I’ve been experimenting with the techniques described here Multidimensional algorithms and iteration for writing some generic multi-dimensional operations.

Let’s look at a nan-skipping sum:

```
function nansum!(B, A)
# It's assumed that B has size 1 along any dimension that we're summing,
# and otherwise matches A
fill!(B, NaN)
Bmax = last(CartesianIndices(B))
@inbounds for I in CartesianIndices(A)
dest = min(Bmax, I)
ai = A[I]
bi = B[dest]
B[dest] = ifelse(isnan(ai), bi, ifelse(isnan(bi), ai, bi + ai))
end
return B
end
julia> A = rand([NaN, 3.4, 4.5], 100, 40, 60);
julia> B = Array{Float64}(undef, 1, 40, 60);
julia> @btime nansum!($B, $a);
788.930 μs (0 allocations: 0 bytes)
```

This works, and handles arbitrary dimensions.

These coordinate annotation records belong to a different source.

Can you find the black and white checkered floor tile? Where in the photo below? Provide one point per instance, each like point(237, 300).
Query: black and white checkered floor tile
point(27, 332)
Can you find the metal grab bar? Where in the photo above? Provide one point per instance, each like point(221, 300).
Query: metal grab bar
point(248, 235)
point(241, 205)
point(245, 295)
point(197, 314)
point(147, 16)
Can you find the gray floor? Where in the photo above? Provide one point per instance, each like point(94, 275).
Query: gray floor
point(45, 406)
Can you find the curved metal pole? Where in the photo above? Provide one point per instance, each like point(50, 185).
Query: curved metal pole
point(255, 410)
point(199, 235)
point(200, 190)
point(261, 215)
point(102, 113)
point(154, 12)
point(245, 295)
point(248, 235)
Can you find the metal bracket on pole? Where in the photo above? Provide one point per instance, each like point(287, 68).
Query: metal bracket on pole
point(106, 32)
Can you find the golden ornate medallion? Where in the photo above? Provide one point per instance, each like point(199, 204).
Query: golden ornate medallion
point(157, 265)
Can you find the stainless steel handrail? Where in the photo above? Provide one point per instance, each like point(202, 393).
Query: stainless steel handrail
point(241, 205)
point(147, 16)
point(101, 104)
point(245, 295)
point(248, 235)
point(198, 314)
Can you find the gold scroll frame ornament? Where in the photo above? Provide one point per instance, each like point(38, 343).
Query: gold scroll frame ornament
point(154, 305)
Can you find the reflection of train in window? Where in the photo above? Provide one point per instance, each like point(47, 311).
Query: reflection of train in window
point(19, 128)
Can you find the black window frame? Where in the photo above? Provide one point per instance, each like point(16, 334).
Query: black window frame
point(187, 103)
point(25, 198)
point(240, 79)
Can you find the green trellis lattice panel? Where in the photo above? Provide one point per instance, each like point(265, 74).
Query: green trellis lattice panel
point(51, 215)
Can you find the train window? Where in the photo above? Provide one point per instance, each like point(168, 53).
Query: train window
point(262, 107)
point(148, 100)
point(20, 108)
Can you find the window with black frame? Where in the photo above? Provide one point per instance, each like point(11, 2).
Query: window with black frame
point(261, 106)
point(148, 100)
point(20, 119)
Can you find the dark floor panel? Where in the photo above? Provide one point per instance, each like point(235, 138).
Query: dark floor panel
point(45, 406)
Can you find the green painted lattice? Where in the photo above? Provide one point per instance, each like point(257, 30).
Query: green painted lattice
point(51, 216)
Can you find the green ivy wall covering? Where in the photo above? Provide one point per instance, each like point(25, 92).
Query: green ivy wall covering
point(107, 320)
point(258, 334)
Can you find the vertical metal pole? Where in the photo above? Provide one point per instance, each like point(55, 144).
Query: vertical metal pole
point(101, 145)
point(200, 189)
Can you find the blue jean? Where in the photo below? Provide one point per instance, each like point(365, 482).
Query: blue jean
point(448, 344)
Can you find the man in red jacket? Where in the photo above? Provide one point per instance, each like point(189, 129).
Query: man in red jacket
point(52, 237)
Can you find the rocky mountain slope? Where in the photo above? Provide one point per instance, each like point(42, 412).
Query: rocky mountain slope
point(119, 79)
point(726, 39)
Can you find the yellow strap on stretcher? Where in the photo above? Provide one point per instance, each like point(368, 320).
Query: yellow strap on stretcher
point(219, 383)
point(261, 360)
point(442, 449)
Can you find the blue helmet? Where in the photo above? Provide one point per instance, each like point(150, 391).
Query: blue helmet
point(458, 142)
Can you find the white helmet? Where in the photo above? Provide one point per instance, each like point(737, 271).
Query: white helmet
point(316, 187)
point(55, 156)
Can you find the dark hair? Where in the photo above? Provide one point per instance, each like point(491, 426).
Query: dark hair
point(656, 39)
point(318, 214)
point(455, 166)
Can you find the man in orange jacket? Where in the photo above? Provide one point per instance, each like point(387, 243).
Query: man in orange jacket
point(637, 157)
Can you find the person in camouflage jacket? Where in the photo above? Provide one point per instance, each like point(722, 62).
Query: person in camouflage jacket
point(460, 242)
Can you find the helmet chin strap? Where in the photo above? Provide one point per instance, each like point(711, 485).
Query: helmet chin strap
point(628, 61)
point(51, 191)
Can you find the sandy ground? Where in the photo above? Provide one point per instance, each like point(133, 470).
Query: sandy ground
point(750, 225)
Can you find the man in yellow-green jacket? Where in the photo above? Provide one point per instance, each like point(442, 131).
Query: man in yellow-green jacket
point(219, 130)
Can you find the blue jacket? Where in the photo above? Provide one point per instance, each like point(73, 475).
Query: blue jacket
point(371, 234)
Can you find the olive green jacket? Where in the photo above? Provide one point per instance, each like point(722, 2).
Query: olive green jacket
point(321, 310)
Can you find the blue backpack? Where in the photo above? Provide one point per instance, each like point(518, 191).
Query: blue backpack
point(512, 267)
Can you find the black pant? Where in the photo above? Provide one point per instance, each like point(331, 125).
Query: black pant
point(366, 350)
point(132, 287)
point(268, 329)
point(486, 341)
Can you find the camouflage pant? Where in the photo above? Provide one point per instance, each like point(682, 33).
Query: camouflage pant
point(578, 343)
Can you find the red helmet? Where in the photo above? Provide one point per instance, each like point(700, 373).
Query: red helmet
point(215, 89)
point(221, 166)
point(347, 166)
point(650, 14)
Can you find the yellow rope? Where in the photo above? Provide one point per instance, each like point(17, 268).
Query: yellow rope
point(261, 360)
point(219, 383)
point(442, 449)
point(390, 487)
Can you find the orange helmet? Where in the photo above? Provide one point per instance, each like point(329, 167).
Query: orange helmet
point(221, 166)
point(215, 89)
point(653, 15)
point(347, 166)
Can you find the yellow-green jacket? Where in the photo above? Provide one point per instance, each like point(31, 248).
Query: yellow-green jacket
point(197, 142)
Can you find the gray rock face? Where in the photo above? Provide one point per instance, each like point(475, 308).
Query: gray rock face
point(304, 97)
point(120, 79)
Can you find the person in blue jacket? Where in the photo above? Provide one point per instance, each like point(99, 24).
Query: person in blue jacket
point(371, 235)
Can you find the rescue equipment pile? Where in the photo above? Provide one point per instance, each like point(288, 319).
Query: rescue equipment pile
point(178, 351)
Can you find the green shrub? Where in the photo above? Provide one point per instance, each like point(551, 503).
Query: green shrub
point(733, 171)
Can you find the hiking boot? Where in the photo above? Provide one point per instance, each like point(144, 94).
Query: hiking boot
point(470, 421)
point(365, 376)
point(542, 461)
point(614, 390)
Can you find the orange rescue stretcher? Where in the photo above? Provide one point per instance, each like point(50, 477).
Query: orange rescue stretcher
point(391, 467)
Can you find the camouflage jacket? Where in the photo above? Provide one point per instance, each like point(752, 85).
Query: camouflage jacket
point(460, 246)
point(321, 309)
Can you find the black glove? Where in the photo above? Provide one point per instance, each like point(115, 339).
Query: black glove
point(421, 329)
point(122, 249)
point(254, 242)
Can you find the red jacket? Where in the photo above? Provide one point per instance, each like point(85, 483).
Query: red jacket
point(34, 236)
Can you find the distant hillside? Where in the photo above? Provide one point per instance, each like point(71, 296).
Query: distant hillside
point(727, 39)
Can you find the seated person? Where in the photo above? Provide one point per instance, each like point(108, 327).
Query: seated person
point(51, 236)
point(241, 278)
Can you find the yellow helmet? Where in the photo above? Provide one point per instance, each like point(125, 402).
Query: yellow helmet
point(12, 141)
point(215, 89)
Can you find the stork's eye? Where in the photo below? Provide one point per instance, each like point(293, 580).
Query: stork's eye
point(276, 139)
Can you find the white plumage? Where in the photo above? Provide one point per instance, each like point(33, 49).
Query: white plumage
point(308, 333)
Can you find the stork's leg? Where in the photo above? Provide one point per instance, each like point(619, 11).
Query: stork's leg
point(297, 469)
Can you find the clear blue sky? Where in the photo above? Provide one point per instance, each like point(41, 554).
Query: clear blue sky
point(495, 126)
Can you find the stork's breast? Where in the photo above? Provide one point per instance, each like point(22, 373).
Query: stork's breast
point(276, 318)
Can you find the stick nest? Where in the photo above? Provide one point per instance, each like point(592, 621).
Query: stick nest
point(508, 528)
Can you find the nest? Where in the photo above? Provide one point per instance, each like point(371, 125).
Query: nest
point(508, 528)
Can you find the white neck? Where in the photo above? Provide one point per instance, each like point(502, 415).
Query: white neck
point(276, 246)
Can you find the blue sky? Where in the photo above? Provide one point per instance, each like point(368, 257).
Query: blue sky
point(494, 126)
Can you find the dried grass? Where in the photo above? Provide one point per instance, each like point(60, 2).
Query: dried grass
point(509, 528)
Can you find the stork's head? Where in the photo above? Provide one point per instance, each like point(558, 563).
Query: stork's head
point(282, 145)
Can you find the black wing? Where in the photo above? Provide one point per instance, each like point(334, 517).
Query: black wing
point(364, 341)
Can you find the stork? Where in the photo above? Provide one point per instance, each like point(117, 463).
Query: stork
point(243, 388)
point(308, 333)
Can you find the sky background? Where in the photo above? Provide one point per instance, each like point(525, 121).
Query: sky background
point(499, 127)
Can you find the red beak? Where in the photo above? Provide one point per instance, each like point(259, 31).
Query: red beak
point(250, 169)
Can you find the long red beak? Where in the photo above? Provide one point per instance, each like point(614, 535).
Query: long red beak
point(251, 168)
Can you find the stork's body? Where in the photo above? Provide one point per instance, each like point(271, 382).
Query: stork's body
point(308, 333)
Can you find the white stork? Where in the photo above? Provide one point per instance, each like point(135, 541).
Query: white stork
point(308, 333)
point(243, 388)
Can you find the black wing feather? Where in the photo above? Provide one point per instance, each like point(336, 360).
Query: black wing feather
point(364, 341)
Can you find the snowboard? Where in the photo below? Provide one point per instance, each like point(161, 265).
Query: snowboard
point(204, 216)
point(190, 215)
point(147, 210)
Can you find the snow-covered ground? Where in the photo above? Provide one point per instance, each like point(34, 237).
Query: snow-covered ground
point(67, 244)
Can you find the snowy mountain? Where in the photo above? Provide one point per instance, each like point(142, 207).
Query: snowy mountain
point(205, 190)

Cool!

`nansum2!`

below is hard-coded for the case of 3-dimensions & dims=1, i.e. reducing only the first dimension:

```
function nansum2!(B::AbstractArray{T,3}, A::AbstractArray{T,3}) where T
fill!(B, NaN)
@inbounds for k in 1:size(A, 3)
for j in 1:size(A, 2)
for i in 1:size(A, 1)
ai = A[i, j, k]
bi = B[1, j, k]
B[1, j, k] = ifelse(isnan(ai), bi, ifelse(isnan(bi), ai, bi + ai))
end
end
end
return B
end
julia> @btime nansum2!($B, $a);
450.433 μs (0 allocations: 0 bytes)
```

The performance is significantly better, which is a shame. Seems like the fact that the generic solution doesn’t know about which dims are size 1 at compile-time does have a cost (has to go through the `min`

every iteration).

Does anyone have suggestions for how to keep the simplicity and genericity of the first version, but with genuinely no overhead? It’ll have to to dispatch / recompile based on the reduction dims - just not sure what the nicest way to code that is.